I am a living testimony to what the drug war has done to us. It has perverted our Criminal Justice system, helped to make the public suspicious of law enforcment, and caused us more human civil rights abuses than we care to think about. It is being perpetuated by greedy people that don't want to work hard for a living. Why go after dangerous criminals that can get you killed when you can pick on some poor wheelchair bound soul for smoking some grass? That pervailing attitude needs to change. We cannot truly live in a free society when such a significant portion of it is criminalized for what is essentially no different than someone that drinks a glass or three of wine every evening. And we certainly can no longer afford to let such a huge cash crop go to the criminal gangs anymore.

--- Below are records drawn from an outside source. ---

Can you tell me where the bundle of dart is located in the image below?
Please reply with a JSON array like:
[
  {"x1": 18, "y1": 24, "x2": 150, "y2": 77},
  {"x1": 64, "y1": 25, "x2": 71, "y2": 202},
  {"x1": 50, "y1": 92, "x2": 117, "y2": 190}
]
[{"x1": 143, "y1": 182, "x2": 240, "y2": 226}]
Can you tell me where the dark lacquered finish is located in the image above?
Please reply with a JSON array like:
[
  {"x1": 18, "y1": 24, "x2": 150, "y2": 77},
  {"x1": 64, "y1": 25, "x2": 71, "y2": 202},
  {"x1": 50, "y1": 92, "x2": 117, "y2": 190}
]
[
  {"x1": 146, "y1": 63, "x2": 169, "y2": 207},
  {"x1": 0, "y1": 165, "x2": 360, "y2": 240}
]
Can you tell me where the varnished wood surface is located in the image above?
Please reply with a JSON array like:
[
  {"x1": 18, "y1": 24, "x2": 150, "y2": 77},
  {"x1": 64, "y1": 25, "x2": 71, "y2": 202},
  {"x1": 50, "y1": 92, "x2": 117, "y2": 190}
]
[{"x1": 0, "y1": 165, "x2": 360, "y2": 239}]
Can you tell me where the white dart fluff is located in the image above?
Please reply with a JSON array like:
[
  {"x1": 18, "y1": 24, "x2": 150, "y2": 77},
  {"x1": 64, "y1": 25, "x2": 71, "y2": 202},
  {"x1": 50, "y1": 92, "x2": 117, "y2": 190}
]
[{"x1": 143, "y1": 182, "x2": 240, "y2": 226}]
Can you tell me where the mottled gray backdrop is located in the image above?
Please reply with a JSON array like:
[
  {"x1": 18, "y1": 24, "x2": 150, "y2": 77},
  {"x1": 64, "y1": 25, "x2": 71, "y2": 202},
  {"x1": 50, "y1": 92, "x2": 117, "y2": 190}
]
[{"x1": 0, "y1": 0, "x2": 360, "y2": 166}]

Legalizing it puts the benefits of the marijuana industry into our hands, not theirs. Right now, Washington State is suffering from a 1.5 Billion dollar deficit in it's budget. A significant portion of that money could easily be received by a similar thing happening here as well. There are over 630,000 marijuana users in Washington State as of 2007, with about half of them being regular users. That's alot of potential revenue going down the drain. And excise tax on the marijuana being grown, as well as a sales tax on the consumer end of it, would generate alot of revenue this state desperately needs right now. It would create jobs, from people involved in the growing of it, to the distribution side. Those jobs would allow more people to be tax paying citizens, keeping our economy growing. We would save millions of dollars every year in law enforcement costs. Who would you rather be locked up, the guy that got busted with 60 bucks worth of pot, or a serial rapist? Why are there violent, level 3 sex offenders out on the street, when we have jail beds taken by that guy with marijuana? I totally get it if you don't like pot, I myself do not care for cigarettes and alcohol all that much. I would most definetely rather be stoned than drunk. But I respect your choice to be a beer swilling, gun toting redneck, if you can respect my choice to be a stoned, peaceful, no gun having libertarian.